La llamada al orden frente a la inseguridad y la militarización de las favelas no solo son medidas que reflejan la simplificación de un problema complejo, sino que suponen un verdadero peligro para el país. La medida de seguritizar una ciudad es más barata que apostar por una mayor redistribución de la renta; además de no tener que enfrentarse al poder económico, sale más barato. También es rentable electoralmente: aunque en Río de Janeiro y en Brasil se ve la corrupción de las fuerzas de seguridad y la impunidad con la que actúan como una causa central del problema, se da una paradoja por la que aumenta la percepción de seguridad tras estas medidas.

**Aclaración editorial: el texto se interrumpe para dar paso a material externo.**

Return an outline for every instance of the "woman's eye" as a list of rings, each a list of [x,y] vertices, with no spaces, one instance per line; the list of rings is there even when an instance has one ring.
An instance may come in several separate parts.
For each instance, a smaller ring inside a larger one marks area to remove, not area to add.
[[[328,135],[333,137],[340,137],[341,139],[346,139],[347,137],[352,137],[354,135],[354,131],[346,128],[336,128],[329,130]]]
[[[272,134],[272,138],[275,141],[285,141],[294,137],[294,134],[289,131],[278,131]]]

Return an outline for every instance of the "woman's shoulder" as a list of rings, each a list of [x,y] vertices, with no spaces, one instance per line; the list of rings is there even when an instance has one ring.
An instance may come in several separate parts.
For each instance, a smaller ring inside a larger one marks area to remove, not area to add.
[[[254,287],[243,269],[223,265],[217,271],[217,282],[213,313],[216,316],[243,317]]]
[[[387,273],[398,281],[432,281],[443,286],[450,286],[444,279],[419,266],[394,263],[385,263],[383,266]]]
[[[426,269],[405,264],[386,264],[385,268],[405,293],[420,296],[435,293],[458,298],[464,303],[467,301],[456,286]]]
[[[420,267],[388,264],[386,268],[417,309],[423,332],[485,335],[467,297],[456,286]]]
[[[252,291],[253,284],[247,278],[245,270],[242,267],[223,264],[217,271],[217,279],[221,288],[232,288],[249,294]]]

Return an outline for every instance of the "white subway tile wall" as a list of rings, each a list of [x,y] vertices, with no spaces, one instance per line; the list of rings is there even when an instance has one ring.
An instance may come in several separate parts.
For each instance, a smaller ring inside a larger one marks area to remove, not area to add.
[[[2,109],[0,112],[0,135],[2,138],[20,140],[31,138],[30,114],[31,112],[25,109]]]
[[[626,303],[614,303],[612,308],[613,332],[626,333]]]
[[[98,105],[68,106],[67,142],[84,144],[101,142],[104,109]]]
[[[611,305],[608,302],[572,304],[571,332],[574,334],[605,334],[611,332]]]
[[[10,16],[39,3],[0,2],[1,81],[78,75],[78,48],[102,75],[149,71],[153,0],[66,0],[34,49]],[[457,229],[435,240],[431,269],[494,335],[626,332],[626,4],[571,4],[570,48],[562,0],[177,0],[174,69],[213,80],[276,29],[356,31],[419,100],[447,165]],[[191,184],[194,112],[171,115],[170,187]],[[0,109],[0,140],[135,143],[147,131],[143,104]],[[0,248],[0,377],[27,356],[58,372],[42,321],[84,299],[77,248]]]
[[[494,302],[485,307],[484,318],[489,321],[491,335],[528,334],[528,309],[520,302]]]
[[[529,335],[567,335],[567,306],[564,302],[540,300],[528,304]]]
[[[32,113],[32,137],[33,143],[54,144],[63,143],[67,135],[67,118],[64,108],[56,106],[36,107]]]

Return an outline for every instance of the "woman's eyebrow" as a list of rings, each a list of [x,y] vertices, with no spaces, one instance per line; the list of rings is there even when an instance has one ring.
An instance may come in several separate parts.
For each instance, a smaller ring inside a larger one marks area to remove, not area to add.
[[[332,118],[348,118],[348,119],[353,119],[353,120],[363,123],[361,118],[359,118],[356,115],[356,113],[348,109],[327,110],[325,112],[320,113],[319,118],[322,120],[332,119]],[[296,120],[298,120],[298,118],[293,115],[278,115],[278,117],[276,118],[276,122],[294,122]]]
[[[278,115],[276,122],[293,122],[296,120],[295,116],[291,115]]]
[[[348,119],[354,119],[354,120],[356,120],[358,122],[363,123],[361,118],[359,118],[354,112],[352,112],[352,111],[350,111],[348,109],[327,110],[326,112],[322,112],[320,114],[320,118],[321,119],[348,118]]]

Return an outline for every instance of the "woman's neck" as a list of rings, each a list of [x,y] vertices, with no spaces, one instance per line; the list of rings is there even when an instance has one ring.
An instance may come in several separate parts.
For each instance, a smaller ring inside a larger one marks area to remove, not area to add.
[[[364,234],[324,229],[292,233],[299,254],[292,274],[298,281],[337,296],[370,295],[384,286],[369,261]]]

Brasil se encuentra en un brete. Se ha roto el consenso en torno al modelo desarrollista agroexportador y la crisis institucional y económica parece haber sacado al país de sus sueños de actor mundial; los problemas internos han terminado por rebosar. Las próximas elecciones presentan unos números difíciles de cuadrar con una atomizada cámara de los diputados y sin líderes claros. Ni duda cabe de que el encarcelamiento del presidente Lula da Silva aumenta la incertidumbre del futuro político del país.

Pero quizá uno de los grandes desafíos de Brasil es el de huir de una lectura simple de corrupción, narcos y seguridad que termine por despolitizar a la sociedad y hacer retroceder al país en derechos democráticos. La trayectoria de Brasil desde la transición puede estar en peligro si se gobierna a golpes. El país figura entre los diez más desiguales del mundo, y en el difícil equilibrio de palos y zanahorias que deben mantener los Estados cabe preguntarse dónde guarda sus zanahorias el actual Gobierno de Temer. Sin Marielle Franco y con una Administración eminentemente blanca y masculina, la “mujer negra” con la que Rousseff identificaba a Brasil está aún más lejos de ser parte del futuro político del país.